GOVERNMENT: A Prod from Truman
After President Truman nominated Harry A. McDonald, a Republican, to succeed W. Stuart Symington as RFC boss, the Senate banking committee refused to approve him. Reason: a House committee was investigating the Securities & Exchange Commission, which McDonald has headed since 1949. Senators were also worried about reports that three SEC officials, who had resigned, had later turned up as counsel in cases before the SEC.
Last week the President angrily said that if McDonald were not approved, he would not appoint anyone else; he would run the RFC himself. Thus prodded, the House committee quickly finished its probe. At week's end, as Symington resigned his post, the committee cleared McDonald. There was no credible evidence, it said, "reflecting adversely upon [his] honesty and integrity." With that out of the way, it looked as if the Senate committee would approve McDonald this week.

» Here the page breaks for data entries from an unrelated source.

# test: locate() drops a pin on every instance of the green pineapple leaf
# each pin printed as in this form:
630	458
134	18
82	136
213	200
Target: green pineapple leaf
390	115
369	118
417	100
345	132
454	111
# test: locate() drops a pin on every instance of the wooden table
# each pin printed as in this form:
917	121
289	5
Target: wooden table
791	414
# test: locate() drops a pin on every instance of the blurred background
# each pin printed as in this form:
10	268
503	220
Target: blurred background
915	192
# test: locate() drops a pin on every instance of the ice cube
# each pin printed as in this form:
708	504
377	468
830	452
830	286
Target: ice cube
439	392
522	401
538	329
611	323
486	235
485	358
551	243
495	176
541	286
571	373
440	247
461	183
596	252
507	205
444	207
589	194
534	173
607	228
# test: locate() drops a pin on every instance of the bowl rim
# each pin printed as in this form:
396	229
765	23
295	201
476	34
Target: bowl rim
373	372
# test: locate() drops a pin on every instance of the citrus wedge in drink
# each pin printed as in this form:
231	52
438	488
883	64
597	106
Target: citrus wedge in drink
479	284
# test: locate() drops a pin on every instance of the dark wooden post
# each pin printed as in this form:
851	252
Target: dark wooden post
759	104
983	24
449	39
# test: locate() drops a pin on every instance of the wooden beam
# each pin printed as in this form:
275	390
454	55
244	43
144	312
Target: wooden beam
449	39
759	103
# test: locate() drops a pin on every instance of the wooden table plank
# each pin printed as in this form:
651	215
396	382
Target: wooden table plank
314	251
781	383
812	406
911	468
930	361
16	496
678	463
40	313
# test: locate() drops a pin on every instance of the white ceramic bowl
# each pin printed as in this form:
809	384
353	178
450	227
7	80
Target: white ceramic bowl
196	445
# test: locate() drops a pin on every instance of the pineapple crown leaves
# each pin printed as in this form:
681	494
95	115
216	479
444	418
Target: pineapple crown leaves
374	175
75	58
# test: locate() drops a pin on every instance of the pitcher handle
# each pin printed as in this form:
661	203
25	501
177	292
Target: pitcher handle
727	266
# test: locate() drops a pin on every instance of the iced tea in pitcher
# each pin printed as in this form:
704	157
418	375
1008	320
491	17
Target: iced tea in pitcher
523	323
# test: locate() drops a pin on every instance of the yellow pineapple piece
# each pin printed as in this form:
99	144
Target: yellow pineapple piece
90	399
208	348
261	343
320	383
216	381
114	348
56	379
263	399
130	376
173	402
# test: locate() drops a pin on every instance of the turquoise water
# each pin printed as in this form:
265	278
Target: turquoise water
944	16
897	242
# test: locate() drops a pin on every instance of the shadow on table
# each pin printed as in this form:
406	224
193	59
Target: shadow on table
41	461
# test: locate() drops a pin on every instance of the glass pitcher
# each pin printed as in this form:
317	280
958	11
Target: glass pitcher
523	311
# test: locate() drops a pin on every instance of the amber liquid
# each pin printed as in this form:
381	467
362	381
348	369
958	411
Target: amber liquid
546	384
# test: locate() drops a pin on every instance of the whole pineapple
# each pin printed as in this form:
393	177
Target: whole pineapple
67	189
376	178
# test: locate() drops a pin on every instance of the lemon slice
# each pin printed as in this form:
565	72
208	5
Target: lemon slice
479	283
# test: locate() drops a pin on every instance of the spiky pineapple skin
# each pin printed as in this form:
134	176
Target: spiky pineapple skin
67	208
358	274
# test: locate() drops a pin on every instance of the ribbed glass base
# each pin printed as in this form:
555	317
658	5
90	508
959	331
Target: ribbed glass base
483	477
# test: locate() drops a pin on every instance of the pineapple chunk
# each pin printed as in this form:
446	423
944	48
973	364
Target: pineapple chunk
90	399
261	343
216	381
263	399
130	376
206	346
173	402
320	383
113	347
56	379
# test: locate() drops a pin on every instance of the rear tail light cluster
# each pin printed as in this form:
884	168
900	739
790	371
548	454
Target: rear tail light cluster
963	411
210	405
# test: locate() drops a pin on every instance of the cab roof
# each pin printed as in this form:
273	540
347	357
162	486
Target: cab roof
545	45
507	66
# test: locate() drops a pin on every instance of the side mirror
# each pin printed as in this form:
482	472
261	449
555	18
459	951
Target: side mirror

One of Symington's first jobs when he took over the scandal-ridden RFC last spring was to probe the RFC's $80 million loan to the Baltimore & Ohio Railroad. Earlier, New Hampshire's Senator Charles Tobey had charged that there was "fraud and collusion" between RFC and railroad officials in the granting of the 1944 loan. Last week Joseph J. Smith Jr., Symington's special investigator and onetime government attorney, turned in his report. Smith's conclusion: "There was no fraud, collusion or illegality involved . . . The RFC would probably have received more favorable treatment [in the repayment of the loan] if it had so insisted. If the RFC was in error in failing to demand more favorable treatment, however, its error was, at most, an error of judgment . . ." Snapped Senator Tobey: "I spoke the truth."